Not that there's that much difference between some of those walkie cheaters and some of our disabled brethren. Golfers aren't the only athletes who lie about their handicaps.

I've heard quads complain about paras invading quad rugby. Paras I know have bitched about single amputees and other mostly ambulatory types who only sit in chairs when they play wheelchair baseball. Local disabled sailors have been gossiping about another country's three-man Paralympic sailing team that includes one member whose only disability is two missing fingers--a disability maybe when it comes to flipping the bird but hardly remarkable otherwise.

I always thought competition was about doing your best against the best possible opponents. Maybe we can set up a new disabled athletic category--"Sportsmanship Challenged"--and let all the cheaters compete with each other, no holds barred.

As for the pseudocrips, I would love to see a new rule adopted: Only those who don't want to be disabled can lay claim to being disabled. Then at least we won't have to worry that some myopic fool might bully his way into piloting an airplane in which we're flying or that the job we're applying for will be given to someone suffering from color blindness.

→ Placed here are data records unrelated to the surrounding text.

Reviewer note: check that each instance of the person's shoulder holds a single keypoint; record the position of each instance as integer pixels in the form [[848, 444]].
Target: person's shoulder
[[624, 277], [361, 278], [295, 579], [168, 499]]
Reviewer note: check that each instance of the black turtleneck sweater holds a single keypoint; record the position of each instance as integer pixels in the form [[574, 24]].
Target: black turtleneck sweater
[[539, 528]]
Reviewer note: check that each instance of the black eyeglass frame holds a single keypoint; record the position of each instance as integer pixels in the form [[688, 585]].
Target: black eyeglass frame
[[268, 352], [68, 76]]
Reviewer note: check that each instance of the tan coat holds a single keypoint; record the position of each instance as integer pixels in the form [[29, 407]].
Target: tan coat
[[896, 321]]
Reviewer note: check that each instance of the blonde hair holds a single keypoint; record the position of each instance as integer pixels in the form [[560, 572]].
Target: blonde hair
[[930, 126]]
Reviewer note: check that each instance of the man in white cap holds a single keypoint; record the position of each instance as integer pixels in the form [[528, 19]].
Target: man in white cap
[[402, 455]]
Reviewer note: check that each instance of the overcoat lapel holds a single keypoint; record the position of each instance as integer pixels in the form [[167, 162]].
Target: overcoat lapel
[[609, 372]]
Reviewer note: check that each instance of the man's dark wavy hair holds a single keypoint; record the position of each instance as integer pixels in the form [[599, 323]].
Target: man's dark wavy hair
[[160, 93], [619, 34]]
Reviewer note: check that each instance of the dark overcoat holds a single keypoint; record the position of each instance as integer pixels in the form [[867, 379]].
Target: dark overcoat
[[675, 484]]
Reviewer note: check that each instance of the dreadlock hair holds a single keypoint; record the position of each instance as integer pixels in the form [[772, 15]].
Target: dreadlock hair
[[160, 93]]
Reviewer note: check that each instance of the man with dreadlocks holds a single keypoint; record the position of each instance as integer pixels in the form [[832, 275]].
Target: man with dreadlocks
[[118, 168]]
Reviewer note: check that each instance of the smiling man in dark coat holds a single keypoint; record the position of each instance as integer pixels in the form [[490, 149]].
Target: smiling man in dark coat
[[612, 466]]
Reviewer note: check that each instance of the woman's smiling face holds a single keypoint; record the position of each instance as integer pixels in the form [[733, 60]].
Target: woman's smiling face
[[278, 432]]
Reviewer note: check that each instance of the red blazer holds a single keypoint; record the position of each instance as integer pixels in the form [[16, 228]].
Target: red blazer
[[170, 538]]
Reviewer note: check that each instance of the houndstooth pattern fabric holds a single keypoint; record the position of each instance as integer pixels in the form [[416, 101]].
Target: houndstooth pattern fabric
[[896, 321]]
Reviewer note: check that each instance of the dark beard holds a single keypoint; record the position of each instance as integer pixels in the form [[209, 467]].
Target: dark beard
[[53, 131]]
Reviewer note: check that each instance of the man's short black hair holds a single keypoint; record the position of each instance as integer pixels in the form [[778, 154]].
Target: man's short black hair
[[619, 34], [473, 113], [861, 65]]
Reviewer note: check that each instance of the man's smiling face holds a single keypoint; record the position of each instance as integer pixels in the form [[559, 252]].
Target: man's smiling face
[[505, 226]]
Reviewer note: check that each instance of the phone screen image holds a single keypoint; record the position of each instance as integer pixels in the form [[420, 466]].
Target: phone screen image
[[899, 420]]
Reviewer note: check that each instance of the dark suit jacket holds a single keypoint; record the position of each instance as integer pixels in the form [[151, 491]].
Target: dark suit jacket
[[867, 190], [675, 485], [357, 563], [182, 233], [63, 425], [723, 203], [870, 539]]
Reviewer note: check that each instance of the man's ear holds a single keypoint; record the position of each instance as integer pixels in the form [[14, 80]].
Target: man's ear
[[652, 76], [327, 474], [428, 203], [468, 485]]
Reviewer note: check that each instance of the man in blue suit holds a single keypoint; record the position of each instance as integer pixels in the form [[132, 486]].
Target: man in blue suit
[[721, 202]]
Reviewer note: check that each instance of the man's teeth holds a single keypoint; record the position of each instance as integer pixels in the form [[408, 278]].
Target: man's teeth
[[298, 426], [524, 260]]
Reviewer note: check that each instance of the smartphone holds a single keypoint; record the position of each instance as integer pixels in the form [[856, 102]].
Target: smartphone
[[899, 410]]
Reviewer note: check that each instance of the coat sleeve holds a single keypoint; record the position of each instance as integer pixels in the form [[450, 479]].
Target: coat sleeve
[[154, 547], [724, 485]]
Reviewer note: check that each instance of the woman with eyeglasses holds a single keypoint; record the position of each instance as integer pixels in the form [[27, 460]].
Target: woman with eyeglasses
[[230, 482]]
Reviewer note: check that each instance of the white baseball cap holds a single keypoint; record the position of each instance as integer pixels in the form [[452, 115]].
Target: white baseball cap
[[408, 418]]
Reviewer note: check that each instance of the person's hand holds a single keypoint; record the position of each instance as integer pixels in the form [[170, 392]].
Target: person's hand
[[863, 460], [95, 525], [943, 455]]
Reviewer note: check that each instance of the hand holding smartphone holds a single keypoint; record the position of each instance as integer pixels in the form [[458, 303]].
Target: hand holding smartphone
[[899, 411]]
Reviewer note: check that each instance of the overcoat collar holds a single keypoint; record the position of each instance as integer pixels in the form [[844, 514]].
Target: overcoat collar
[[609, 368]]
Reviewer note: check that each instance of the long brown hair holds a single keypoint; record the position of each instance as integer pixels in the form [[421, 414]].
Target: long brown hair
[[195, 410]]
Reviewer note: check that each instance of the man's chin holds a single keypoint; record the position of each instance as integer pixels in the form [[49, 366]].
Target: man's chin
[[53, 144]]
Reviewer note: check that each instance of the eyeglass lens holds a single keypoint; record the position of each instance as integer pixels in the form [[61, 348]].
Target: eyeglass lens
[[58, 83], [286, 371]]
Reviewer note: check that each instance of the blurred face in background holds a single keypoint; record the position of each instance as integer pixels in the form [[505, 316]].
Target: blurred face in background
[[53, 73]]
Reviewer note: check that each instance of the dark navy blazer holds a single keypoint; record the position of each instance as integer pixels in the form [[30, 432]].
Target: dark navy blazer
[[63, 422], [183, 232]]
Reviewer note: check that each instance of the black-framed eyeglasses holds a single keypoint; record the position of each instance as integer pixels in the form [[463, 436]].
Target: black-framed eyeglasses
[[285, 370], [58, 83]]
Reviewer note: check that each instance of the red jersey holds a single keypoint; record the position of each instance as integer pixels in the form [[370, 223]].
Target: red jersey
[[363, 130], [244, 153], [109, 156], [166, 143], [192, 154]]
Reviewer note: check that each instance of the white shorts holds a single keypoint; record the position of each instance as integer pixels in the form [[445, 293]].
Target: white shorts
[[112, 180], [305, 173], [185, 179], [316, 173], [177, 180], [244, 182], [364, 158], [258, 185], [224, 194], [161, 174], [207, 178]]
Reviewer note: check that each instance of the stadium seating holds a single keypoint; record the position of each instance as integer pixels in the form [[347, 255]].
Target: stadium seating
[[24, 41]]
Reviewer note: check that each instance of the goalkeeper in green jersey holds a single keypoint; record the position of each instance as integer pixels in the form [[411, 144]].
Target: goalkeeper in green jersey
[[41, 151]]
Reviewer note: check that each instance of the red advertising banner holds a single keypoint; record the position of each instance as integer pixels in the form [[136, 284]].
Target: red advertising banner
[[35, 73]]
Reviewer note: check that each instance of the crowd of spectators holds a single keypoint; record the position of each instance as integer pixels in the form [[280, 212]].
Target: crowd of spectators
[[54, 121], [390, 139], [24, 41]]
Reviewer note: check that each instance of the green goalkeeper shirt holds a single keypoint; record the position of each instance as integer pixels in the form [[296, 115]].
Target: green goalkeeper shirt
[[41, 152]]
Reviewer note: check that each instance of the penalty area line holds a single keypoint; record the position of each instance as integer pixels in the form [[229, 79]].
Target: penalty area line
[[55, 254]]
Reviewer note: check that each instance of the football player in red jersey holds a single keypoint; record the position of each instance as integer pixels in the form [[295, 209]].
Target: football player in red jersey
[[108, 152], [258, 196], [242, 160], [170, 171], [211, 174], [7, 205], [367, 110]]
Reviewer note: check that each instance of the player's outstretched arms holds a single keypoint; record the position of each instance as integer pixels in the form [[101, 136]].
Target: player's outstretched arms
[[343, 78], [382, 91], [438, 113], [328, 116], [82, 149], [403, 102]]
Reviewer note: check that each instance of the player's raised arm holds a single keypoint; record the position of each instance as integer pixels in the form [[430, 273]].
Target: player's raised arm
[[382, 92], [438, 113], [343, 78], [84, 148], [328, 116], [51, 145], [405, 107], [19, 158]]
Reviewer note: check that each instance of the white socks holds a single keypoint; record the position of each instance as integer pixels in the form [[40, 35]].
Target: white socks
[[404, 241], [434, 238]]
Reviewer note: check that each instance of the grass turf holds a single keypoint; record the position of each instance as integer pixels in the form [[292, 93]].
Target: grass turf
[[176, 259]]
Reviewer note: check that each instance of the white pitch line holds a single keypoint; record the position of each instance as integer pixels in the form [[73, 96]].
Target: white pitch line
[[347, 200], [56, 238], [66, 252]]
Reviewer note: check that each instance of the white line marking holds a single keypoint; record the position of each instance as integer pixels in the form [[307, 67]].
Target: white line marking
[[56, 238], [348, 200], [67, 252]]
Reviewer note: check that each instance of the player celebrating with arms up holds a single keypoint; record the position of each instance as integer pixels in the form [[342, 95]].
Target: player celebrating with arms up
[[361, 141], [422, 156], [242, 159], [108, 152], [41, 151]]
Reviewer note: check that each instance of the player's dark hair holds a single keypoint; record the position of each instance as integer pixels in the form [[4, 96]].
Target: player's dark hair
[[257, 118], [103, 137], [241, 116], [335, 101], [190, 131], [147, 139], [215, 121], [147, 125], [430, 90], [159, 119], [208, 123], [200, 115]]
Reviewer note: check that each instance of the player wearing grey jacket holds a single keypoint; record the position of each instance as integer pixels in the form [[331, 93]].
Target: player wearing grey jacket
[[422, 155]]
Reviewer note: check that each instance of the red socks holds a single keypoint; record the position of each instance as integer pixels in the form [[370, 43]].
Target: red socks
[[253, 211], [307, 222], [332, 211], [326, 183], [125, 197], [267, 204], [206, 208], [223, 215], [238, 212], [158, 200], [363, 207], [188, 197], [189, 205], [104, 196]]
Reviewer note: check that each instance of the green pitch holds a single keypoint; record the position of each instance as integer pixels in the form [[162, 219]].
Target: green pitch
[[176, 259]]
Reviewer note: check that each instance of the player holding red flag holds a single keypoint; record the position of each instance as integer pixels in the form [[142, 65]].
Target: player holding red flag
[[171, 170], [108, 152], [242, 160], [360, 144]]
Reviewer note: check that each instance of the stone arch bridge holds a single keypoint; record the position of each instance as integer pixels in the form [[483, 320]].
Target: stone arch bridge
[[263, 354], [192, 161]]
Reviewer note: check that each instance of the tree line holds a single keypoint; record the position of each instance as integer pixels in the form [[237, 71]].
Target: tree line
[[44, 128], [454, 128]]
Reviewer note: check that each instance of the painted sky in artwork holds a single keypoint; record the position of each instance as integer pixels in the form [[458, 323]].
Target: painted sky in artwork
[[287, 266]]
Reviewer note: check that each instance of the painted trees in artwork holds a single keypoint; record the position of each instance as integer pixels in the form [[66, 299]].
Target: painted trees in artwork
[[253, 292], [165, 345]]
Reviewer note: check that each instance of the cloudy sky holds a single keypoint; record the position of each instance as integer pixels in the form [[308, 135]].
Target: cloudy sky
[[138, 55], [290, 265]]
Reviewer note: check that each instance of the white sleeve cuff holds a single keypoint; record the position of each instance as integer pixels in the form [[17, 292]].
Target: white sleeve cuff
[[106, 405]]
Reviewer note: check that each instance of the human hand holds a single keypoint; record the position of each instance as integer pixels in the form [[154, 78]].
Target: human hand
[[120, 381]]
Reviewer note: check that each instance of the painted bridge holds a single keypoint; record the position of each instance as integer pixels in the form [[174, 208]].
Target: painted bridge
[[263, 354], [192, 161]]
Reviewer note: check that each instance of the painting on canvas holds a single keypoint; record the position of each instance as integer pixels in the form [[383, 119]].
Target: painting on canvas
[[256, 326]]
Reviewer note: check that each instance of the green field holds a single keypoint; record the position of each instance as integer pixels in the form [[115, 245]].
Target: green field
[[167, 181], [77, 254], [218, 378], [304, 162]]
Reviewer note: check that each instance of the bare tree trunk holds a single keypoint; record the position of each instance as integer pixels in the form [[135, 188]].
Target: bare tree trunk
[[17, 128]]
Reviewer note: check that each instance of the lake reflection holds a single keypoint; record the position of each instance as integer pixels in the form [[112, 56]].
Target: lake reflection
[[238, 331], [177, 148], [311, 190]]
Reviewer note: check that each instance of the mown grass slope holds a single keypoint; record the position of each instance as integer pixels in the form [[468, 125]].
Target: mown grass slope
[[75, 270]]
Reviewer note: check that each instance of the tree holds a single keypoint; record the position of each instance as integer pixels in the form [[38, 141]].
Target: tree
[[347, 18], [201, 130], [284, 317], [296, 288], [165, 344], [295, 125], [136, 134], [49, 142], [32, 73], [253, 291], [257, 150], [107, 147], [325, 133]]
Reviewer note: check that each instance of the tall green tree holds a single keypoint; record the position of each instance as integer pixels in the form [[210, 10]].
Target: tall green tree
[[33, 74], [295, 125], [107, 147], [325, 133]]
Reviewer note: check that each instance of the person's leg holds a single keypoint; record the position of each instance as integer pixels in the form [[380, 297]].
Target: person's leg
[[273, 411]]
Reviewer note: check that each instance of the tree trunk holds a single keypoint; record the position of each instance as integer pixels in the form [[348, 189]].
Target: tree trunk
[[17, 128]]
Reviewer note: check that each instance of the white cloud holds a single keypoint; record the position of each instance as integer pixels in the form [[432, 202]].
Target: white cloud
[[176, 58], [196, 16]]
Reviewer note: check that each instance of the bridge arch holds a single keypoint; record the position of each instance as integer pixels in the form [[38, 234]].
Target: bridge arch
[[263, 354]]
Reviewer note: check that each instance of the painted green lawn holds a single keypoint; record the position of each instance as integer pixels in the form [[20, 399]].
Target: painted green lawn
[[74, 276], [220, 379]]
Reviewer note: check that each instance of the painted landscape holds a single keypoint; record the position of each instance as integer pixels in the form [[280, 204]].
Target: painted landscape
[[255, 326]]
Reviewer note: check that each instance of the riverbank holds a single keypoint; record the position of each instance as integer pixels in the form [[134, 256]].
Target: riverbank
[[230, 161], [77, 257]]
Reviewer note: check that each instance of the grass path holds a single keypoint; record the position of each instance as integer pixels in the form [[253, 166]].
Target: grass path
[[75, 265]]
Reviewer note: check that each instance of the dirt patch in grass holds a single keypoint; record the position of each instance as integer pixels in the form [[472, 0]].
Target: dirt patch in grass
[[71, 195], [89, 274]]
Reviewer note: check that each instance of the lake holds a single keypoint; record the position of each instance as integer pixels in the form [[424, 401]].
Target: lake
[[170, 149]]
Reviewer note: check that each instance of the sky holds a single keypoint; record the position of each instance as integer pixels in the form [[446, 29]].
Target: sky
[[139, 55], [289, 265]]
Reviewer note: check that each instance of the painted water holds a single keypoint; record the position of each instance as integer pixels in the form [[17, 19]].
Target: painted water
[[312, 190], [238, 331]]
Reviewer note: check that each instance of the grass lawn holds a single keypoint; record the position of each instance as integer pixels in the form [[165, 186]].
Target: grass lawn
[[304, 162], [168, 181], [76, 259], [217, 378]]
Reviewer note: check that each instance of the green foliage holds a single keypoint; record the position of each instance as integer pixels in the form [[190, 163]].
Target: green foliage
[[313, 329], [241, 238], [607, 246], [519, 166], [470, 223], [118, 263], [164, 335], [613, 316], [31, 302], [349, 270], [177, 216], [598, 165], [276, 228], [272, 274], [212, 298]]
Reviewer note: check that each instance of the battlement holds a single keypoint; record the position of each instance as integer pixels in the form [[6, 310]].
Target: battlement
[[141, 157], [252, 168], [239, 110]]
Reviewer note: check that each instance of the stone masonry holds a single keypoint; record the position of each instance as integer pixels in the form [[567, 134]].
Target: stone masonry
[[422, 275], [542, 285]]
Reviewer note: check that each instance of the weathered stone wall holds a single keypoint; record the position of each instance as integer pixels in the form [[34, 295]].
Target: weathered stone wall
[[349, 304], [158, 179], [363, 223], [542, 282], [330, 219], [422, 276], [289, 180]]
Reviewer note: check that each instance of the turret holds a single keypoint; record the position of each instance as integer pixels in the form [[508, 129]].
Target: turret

If this is elitism (or disablism) so be it. The real crips among us know how difficult it is to compete and prosper in our overwhelmingly able-bodied world. To see the few protections and advantages won by our advocates being claimed by those who either don't need or don't deserve them simply adds insults to our injuries.

Writer Alan Troop is a businessman and ardent Floridian. When not writing, working or complaining he can be found sailing on Biscayne Bay.